Locally Compact Group with Haar Measure Suppose $G$ is a locally compact abelian group, with Haar Measure $\mu$, then is $\mu(E)=\mu(E^{-1})$ for all subsets $E$ of $G$?
I have seen that this is true for all Borel subsets of $G$, but I am in need of a proof and also an example showing why it doesn't hold for other subsets.
 A: Not necessarily. This condition is equivalent to each left-invariant Haar measure
being right-invariant. A group having this property is called unimodular.
Since the concept has a name, then there must be groups where it fails.
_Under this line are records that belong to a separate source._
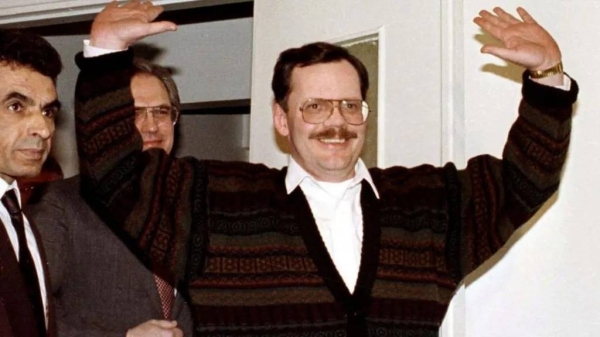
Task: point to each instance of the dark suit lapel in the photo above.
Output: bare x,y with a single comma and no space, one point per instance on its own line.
51,328
152,290
13,294
370,247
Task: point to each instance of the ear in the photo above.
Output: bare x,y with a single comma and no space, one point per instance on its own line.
280,120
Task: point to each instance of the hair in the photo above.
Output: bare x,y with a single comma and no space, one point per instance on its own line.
142,66
21,48
310,54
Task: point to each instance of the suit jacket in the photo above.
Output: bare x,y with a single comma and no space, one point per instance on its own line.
100,288
15,317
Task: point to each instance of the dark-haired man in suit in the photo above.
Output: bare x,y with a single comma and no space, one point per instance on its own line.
29,66
100,288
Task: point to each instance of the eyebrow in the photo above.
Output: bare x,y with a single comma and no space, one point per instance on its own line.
54,104
18,96
28,101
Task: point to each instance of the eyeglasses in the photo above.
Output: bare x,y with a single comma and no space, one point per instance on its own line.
160,114
318,110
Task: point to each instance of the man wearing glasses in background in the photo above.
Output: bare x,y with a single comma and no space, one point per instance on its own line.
100,287
324,246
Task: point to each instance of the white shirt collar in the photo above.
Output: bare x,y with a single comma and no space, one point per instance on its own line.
296,174
4,187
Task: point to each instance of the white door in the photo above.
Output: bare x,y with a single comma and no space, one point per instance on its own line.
411,80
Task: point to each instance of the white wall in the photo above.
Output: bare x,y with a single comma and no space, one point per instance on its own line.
545,283
208,70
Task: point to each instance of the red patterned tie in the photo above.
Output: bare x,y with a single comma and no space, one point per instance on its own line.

See the Wikipedia article on Haar measure for an example.
A: Of course, a measure is in general only defined on some $\sigma$-algebra of sets, and for Haar measure that's the Borel sets.  As Pete mentioned you can complete the measure if you like, but that still won't yield all sets.  So for an arbitrary set $E$, $\mu(E)$ may not even be defined.
You can see this is necessary with an example you already know: let $G = S^1$ thought of as $[0,1]$ mod endpoints, and let $E$ be the usual example of a non-measurable set (the Vitali set).  There's no value for $\mu(E)$ that will let $\mu$ be translation invariant, finite, and nontrivial, which are required for a Haar measure, and so there's no "Haar measure" defined for all subsets.  To be able to have a Haar measure, we need to define it only on "reasonable", i.e. Borel, sets.